Arrowhead refills its quiver

How Arrowhead’s toxicity blowup gave it a jump start on a better RNAi platform

Arrowhead Pharmaceuticals Inc.’s tox blowup in 2016 set back its clinical timelines, but it also prompted the company to bring a more versatile platform online faster than originally planned. Early data from replacement candidates suggest management’s choice to scrap its initial programs and instead accelerate development of a next-generation RNAi delivery platform is paying off.

On Sept. 6 at the World Gastroenterologists Summit, the company reported the first efficacy data for a candidate from its new subcutaneous Targeted RNAi Molecule (TRiM) platform. In a Phase I/II study in patients with chronic HBV, 100 mg of ARO-HBV lowered hepatitis B surface antigen (HBsAg) by a mean of 2.0 log10, or a 99% reduction in HBsAg, and a 200 mg dose lowered HBsAg by a mean of 1.4 log10, or 96% reduction.
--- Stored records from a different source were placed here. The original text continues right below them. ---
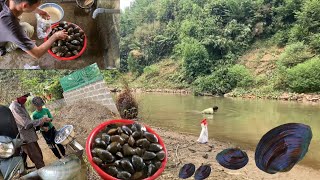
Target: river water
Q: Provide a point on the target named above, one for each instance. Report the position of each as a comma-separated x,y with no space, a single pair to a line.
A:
239,121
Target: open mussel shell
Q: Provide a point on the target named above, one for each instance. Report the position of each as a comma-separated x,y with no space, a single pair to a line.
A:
282,147
202,172
187,171
232,158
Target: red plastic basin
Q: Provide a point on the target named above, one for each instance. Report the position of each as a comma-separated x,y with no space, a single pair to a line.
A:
72,57
96,130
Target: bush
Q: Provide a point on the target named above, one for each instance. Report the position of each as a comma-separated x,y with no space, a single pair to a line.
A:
315,42
241,75
151,71
280,38
136,62
294,54
305,77
218,83
195,58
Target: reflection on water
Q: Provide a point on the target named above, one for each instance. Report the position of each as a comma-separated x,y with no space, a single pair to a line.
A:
240,121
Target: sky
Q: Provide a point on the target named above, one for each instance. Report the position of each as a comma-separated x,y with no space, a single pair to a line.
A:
125,3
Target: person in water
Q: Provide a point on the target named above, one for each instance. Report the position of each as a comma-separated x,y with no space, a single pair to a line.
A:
210,110
47,129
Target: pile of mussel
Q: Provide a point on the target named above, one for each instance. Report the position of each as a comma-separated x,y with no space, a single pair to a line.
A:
127,151
72,45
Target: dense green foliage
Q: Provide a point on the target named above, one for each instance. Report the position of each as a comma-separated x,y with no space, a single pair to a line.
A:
305,77
209,36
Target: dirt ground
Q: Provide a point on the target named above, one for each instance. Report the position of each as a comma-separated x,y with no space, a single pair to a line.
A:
182,148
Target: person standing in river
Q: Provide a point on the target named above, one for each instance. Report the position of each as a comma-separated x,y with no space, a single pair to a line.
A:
47,129
15,34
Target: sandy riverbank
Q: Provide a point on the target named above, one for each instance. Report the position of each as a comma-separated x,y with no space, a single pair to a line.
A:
182,148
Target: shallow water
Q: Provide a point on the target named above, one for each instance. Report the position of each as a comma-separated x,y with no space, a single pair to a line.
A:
239,121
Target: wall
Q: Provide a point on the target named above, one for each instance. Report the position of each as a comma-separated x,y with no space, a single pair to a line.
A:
97,92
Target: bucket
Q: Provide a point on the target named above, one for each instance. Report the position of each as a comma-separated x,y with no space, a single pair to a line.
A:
100,127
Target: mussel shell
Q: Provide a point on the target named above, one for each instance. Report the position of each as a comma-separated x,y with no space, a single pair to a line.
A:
105,155
120,131
136,135
124,175
114,147
76,42
139,151
105,137
119,154
126,130
151,137
202,172
94,153
137,163
232,158
99,143
151,169
126,165
97,160
131,141
112,170
157,164
70,30
154,147
282,147
187,171
117,138
144,143
127,150
138,175
148,155
125,137
161,155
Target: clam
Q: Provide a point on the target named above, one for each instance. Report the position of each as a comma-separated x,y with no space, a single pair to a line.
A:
148,155
155,147
232,158
105,137
137,163
97,160
105,155
124,175
114,147
151,169
282,147
202,172
131,154
144,143
151,137
161,155
187,171
117,138
112,170
126,164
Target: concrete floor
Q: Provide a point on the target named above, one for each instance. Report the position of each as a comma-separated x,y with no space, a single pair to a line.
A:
96,46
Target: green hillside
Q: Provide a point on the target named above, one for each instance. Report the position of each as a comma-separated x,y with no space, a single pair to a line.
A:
248,46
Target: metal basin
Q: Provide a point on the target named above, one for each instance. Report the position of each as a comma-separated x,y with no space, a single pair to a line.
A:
54,5
65,135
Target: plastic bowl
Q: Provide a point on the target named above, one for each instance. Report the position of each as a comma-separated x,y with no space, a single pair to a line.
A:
56,6
96,130
72,57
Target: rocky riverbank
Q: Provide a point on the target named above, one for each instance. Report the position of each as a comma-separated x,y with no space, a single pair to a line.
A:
307,98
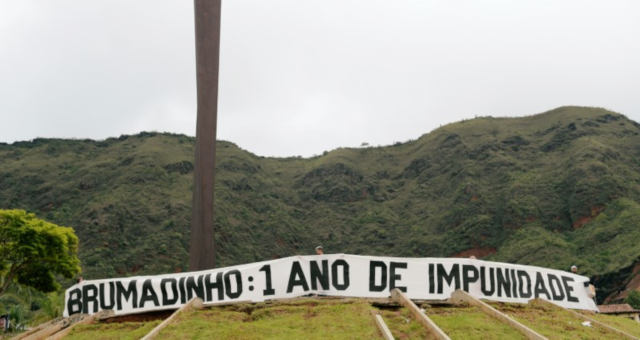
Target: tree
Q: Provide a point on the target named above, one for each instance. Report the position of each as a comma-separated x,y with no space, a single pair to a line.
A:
34,251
Arrowhead reported that ARO-HBV was “generally well-tolerated” among 40 patients with chronic HBV. The most common adverse events were injection site reactions associated with roughly 10% of injections.

The company had reported safety data in June from another program to treat alpha α-1 antitrypsin (AAT; A1AT; SERPINA1) deficiency, at the Alpha-1 Foundation National Education Conference.